How well a job you do in the early stages of your web analytics has a big impact on your success in the future, says Gary Angel, co-founder and president of Semphonic, an independent web analytics consultancy.
Meaningful reporting is also key. “When people first get started, there’s a tendency to default to what the tools tell you are meaningful,” such as page views and number of visitors, notes Angel. But what’s truly meaningful, he adds, is segmented reporting that, for example, tells you how many prospects of a certain type came to your site, what they did there, what they cared about and whether they were successful in finding the information they were seeking.
“If you’re doing the reporting right, it will drive you to ask important questions about your business that analysis can help you solve to figure how to make the business better. Once analysis answers that question, that leads to segmentation and personalization, because now you have the opportunity to fix the problem,” says Angel.
Demand signals, which come from the retail sector, can be an incredibly strong model for the apartment industry, as managers can look at the way website views are trending to determine what will be in demand as seasons approach. For example, an increase in interest in a particular property may provide clues about the business two to three months ahead of time, allowing the industry to be proactive rather than reactive, points out Donald Davidoff, group vice president of strategic systems at Archstone.
“It’s the time between when the problem occurs, to when we realize it, to when we solve it, that we lose money,” he says. “If we can move that realization up in the timeline, we’ll [spend] less time dealing with the problem.”
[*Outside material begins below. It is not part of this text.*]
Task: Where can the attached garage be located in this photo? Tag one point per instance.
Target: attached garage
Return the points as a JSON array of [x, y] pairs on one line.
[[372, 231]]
Of course, the website is a lead generator, and one of the opportunities here is to do a better job of collecting the information of what people did on your website, scoring them and passing that along to the people who are processing the lead, says Angel. “We look at the way people are behaving on the website, and we correlate it to eventual outcomes in the business. If you can make that connection and do this kind of scoring to say the leads that turned out the best had these characteristics on the website, that allows you, on an ongoing basis, to take every lead and decide how you want to handle it.”
In order to properly target your audience, it’s important to segment your analysis; for example, as Angel points out, the amount of time spent on a page is important for only some types of visits. And, Davidoff adds, he has observed different behaviors in mobile versus desktop use—41 percent of residents who paid rent using a mobile app had never paid their rent online previously.
What is critical, however, is gathering meta data, including the search parameters of visitors. “There are cues in people’s behavior that allow you to help figure out what to do with that person when they generate a lead,” which is critical for targeting, Angel says, adding that focusing on things such as font color and images drives only minimal change.
“Little creative touches don’t change your business,” he says. “What changes your business is thinking about specific interests of customers and tailoring experiences to those segments.”
One of the biggest testing personalization opportunities, he adds, is for return visits; find ways to customize the return to what the visitor has already told you he cares about.
And, Angel says, this all can be tied to social media. As more efforts are made to get people to comment socially on sites, capture the lists of those people who are engaged with you.